User-friendly optimization approach of fed-batch fermentation conditions for the production of iturin A using artificial neural networks and support vector machine
Abstract
Background: In the field of microbial fermentation technology, how to optimize the fermentation conditions is of great crucial for practical applications. Here, we use artificial neural networks (ANNs) and support vector machine (SVM) models to offer a series of effective optimization methods for the production of iturin A. The concentration levels of asparagine (Asn), glutamic acid (Glu) and proline (Pro) (mg/L) were set as independent variables, while the Iturin A titer (U/mL) was set as dependent variable. General regression neural network (GRNN), multilayer feed-forward neural networks (MLFN) and the SVM model were developed.
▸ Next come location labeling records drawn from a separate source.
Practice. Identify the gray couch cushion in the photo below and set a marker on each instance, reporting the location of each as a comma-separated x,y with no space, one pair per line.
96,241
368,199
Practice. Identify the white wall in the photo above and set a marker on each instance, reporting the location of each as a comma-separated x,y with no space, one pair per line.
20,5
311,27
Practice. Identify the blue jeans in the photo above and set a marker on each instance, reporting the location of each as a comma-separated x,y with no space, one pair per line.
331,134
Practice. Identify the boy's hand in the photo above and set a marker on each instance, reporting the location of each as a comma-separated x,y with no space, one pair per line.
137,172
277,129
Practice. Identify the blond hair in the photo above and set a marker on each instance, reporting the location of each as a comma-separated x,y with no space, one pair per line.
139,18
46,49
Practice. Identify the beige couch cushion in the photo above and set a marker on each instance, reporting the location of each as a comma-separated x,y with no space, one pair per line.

Comparisons were made among different ANN models and the SVM model.
Results: The GRNN model has the lowest RMS error (457.88) and training time (1s), with a steady fluctuation after repeated experiments, whereas the MLFN models have comparatively higher RMS errors and training times, which have a significant fluctuation with the change of nodes. In terms of the SVM, it also has a relatively low RMS error (466.13), with a low training time (1s).
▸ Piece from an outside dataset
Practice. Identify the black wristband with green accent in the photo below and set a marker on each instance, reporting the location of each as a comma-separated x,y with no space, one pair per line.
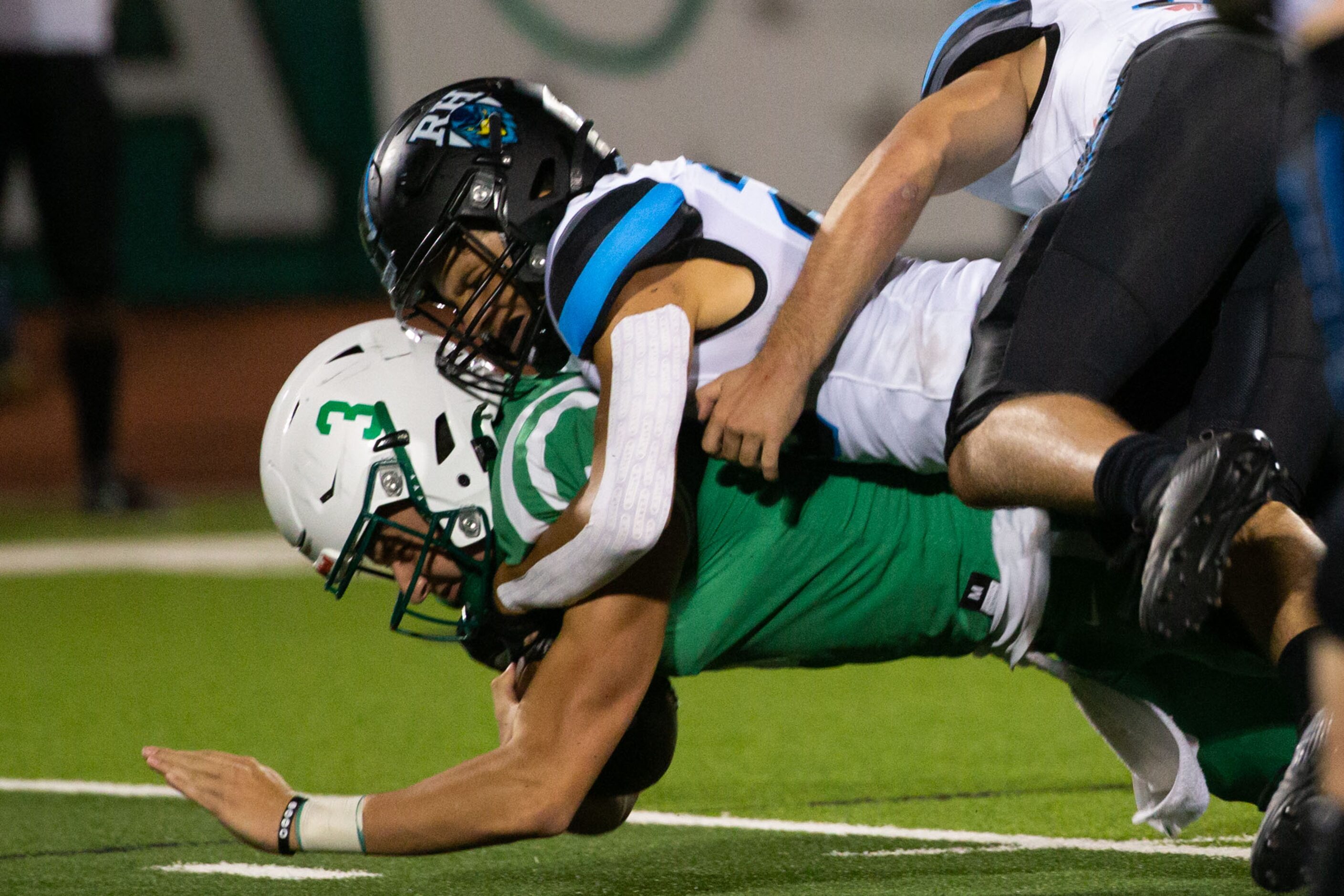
288,824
Conclusion: According to the modeling results, the GRNN model is considered as the most suitable ANN model for the design of the fed-batch fermentation conditions for the production of Iturin A because of its high robustness and precision. And the SVM model is also considered as an very suitable alternative model. Under the tolerance of 30%, the prediction accuracy of the GRNN and SVM models are both 100% respectively in repeated experiments.